Home > Archive > AWK > June 2004 > Awk multi record at a time......is it possible..!!!??
You are viewing an archived Text-only version of the thread.
To view this thread in it's original format and/or if you want to reply to
this thread please [click here]
| Author |
Awk multi record at a time......is it possible..!!!??
|
|
| Hesham Elhadad 2004-05-17, 10:30 am |
| Hi there,
Is there a way to read more than one record at a time with AWK.
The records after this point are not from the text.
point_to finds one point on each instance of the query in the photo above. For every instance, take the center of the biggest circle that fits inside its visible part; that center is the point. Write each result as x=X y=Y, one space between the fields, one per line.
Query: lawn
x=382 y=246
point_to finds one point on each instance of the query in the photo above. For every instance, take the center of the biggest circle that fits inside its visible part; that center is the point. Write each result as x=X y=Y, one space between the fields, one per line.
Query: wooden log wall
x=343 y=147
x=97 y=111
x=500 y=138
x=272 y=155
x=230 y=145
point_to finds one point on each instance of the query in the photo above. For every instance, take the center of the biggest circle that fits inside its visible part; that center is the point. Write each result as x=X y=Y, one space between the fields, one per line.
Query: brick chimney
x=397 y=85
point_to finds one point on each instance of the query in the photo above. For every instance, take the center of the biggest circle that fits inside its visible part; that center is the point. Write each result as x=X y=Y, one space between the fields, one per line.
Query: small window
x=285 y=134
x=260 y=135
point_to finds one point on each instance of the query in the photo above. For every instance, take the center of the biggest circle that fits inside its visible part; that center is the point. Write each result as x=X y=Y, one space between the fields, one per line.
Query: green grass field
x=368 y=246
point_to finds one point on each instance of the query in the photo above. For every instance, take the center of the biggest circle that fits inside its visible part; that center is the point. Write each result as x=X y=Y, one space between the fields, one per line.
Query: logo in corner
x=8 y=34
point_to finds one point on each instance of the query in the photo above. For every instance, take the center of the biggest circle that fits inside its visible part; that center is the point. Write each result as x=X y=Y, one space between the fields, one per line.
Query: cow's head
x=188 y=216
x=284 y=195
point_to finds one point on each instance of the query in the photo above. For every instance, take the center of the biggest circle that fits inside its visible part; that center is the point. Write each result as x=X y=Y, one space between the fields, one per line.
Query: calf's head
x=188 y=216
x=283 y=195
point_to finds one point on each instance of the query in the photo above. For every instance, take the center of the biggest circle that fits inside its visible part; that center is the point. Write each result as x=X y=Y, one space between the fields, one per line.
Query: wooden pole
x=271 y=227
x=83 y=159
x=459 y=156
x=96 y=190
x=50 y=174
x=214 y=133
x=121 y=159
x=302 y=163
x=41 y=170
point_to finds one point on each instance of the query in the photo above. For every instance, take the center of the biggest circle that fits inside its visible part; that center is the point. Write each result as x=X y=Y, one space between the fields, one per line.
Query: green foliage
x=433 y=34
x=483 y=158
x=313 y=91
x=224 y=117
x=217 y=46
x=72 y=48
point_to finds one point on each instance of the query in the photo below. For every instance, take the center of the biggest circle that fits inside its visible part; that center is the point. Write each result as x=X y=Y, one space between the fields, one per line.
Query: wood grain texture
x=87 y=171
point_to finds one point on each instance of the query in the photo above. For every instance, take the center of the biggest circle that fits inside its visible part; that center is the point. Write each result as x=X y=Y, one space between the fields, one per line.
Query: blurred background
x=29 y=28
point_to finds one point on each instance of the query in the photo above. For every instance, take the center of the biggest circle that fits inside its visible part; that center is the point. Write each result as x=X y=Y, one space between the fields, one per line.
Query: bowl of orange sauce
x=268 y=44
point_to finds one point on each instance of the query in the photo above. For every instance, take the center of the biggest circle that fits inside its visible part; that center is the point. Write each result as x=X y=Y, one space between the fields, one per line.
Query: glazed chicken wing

I need to process the previous record upon some conditions on the next
one.
What I have made is:
I read the whole file first and use arrays to process the whole
records as they have been already read.
I know that sed can handle multi line at a time but I do not want to
embed it within my awk script.
Any idea rather than mine.
Regards,
Hesham Elhadad
| |
| Ed Morton 2004-05-17, 10:30 am |
|
Hesham Elhadad wrote:
> Hi there,
> Is there a way to read more than one record at a time with AWK.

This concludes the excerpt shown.